In this final section of chapter 8, we feature not one particular viewpoint on India, but the characterization, as being particularly Indian, of one style of expression.
Selections from Amartya Sen’s Development as Freedom were presented earlier in this chapter. In a more recent book of essays, Sen has tried to highlight the enduring Indian traditions of discussion, argumentation, and wide-ranging philosophical exploration. The paragraphs to follow are taken from his essay about “the argumentative Indian.”
It would be a great mistake … to assume that because of the possible effectiveness of well-tutored and disciplined arguments, the argumentative tradition must, in general, favour the privileged and the well-educated, rather than the dispossessed and the deprived. Some of the most powerful arguments in Indian intellectual history have, in fact, been about the lives of the least privileged groups, which have drawn on the substantive force of these claims, rather than on the cultivated brilliance of well-trained dialectics.
Does the richness of the tradition of argument make much difference to subcontinental lives today? I would argue it does, and in a great many different ways. It shapes our social world and the nature of our culture. It has helped to make heterodoxy the natural state of affairs in India … : persistent arguments are an important part of our public life. It deeply influences Indian politics, and is particularly relevant, I would argue, to the development of democracy in India and the emergence of its secular priorities. …

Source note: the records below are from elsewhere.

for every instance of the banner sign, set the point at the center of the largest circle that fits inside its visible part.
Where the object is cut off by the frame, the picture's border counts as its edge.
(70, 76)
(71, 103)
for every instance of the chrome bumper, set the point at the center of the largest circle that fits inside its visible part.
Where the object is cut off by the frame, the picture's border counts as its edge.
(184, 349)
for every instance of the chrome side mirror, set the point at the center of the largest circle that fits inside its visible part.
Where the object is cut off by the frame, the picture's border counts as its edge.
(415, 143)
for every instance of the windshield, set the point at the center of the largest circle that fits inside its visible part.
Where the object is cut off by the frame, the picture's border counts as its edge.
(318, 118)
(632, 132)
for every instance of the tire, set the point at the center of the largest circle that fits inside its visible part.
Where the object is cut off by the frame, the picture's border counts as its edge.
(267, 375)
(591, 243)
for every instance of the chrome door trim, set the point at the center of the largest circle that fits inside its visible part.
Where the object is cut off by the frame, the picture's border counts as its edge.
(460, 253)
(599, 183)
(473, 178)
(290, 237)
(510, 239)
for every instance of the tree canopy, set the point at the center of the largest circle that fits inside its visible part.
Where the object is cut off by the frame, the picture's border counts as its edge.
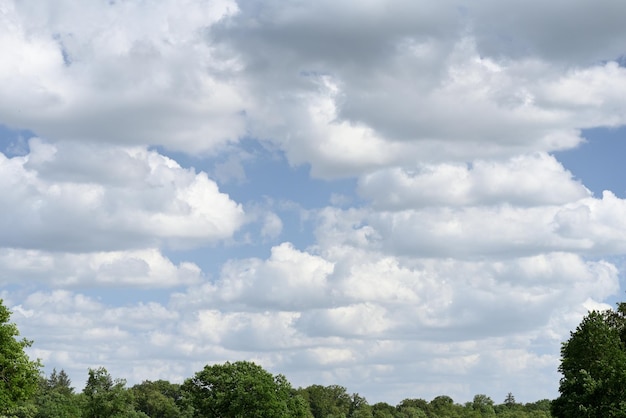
(19, 376)
(593, 364)
(242, 389)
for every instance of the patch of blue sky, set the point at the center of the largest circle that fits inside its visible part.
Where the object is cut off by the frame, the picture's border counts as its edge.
(600, 162)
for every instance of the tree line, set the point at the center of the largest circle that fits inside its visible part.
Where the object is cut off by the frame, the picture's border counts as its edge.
(593, 364)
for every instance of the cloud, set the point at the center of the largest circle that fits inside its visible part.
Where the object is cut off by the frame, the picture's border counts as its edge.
(78, 197)
(137, 268)
(119, 73)
(463, 258)
(524, 180)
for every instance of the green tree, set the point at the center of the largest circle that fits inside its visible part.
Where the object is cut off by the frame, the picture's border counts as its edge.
(160, 399)
(242, 389)
(383, 410)
(56, 397)
(593, 364)
(444, 406)
(107, 398)
(19, 376)
(509, 401)
(327, 401)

The issue relates directly to the plurality of identities I have already discussed, and to the scope for choice in the determination of identity. People’s relation to … India need not be mediated through the “culture” of the family in which they may have been born, nor through its religion. People may choose to seek identity with more than one of these predefined cultures, or, just as plausibly, with none. People are also free to decide that their cultural or religious identity is less important to them than, say, their political convictions, or their literary persuasions, or their professional commitments. It is a choice for them to make, no matter how they are placed in the “federation of cultures.”
To conclude, the inclusionary view of Indian identity, which we have inherited and which I have tried to defend, is not only not parasitic on, or partial to, a Hindu identity, it can hardly be a federation of the different religious communities in India: Hindu, Muslim, Sikh, Christian, Jain, Parsee and others. Indian identity need not be mediated through other group identities in a federal way. Indeed, India is not, in this view, sensibly seen even as a federal combination of different communities.
I quoted earlier a statement of Jamsetji Tata of an affirmatively nationalist kind, when—commenting on the excellence that young Indians can achieve through education—he said that Indian students “can not only hold their own against the best rivals in Europe on the latter’s ground, but can beat them hollow.” That expression of pride—even perhaps of arrogance—is not the pride of a Parsee who happened to be an Indian, but of an Indian who happened to be a Parsee. There is a distinction here, and it is, I would argue, both important and in need of some understanding right now.
[Amartya Sen, The Argumentative Indian: Writings on Indian History, Culture, and Identity (New York: Farrar, Strauss, and Giroux, 2005), 12 and 356.]